Circle Geometry Question

• May 27th 2007, 06:39 AM
Danielisew
Circle Geometry Question
I absolutely hate circle geometry. I normally THINK i have found out the answer, but it ALWAYS asks 'give a reason for your answer'. This really annoys me, as i never know how to phrase the answer - whether to state a rule i have used or just how i did it!

Anyway, i got a question here that i want someone to do for me as i cannot do it and find this really hard :(

http://img529.imageshack.us/img529/903/99197842qp0.jpg

a) Find the size of angle PQR

b) Find the size of angle PRQ

c) Find the size of angle POQ

Can someone please give this a shot?

Thanks :)
• May 27th 2007, 07:08 AM
chandrasekhar_mallisetty
solution for circles problem
angle in a semicircle is a rightangle hence angle PQR is a rightangle:)

Quote:

Originally Posted by Danielisew
I absolutely hate circle geometry. I normally THINK i have found out the answer, but it ALWAYS asks 'give a reason for your answer'. This really annoys me, as i never know how to phrase the answer - whether to state a rule i have used or just how i did it!

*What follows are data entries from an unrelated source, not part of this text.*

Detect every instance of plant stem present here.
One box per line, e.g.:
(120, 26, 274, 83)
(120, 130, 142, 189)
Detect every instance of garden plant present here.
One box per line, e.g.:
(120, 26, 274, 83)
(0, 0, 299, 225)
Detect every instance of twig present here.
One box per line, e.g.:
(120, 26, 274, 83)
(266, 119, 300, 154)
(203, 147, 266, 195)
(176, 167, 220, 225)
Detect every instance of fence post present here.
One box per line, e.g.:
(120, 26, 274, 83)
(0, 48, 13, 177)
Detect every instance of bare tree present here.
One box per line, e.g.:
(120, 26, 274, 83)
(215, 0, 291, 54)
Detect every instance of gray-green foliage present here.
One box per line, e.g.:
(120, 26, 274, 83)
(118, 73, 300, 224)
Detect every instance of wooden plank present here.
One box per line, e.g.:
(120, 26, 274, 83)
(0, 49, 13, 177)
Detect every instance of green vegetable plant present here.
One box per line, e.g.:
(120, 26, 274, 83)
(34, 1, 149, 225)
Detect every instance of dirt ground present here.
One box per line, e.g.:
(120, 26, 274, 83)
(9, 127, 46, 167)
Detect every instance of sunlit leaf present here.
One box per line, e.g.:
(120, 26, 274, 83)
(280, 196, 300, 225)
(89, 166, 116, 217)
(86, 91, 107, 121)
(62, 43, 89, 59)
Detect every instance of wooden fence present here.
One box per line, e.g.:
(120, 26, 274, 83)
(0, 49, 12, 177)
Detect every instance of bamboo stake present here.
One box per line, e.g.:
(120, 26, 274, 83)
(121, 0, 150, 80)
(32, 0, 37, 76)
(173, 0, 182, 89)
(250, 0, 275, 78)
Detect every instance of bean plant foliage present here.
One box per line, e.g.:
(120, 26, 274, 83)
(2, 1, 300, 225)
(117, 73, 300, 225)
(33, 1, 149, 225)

Anyway, i got a question here that i want someone to do for me as i cannot do it and find this really hard :(

http://img529.imageshack.us/img529/903/99197842qp0.jpg

a) Find the size of angle PQR

b) Find the size of angle PRQ

c) Find the size of angle POQ

Can someone please give this a shot?

Thanks :)

• May 27th 2007, 07:13 AM
Danielisew
Well that answers part A, but i still don't understand your reason - wouldn't it be 'the angle in between two semi-circles is 90°' ?

Anyone do parts b and c please?
• May 27th 2007, 07:38 AM
Soroban
Hello, Danielisew!

Quote:

Wouldn't it be 'the angle in between two semi-circles is 90°' ?
I have no idea what this means . . .

You expected to know about inscribed angles:
. . An inscribed angle is measure by one-half its intercepted arc.

(a) Since PR is a diameter, angle PQR intercepts an arc of 180°.
. . .Therefore: . $\angle PQR = 90^o$

(b) $\angle PSQ = 56^o$ . . . Hence: . $\text{arc }PQ = 112^p$
. . .Angle PRQ intercepts $\text{arc }PQ = 112^o$
. . .Therefore: . $\angle PRQ = 56^o$

(c) Angle POQ is a central angle, measured by its intercepted arc.
. . .Its intercepted arc is: $\text{arc }PQ = 112^o$
. . .Therefore: . $\angle POQ = 112^o$

• May 27th 2007, 08:23 AM
chandrasekhar_mallisetty
solution for circles problem
Quote:

Originally Posted by Danielisew
Well that answers part A, but i still don't understand your reason - wouldn't it be 'the angle in between two semi-circles is 90°' ?

Anyone do parts b and c please?

angle in a semi circle is a right angle the reason is if QR is the diameter and P is on the circumference then find slope of QP multiplied with slope of RP gives -1 You can take center as origin, radius as a units then Q(a,0) and R(-a,0) and P(x,y)
Angle at the centre is double the at the circumference that gives answer for the 2nd question
Angles in the same segments are equal that gives the answer for the third.
• Jan 15th 2009, 11:16 AM
mathman101
answer to ur circle geometry question
a) will equal 45 degrees, because Q and R create a right angle triangle, which is divided by the line of SQ.
b) will be 56 degrees, because it is the same as angle S.
c) 92 degrees, because triangle POQ is equal to 180 degrees and is also an equalateral triangle, with angles P and Q equaling 44 degrees each, 180 degrees-88 degrees=92 degrees. i would ask around to confirm my answers, for this question stumbled me. however i am fairly certain of these answers.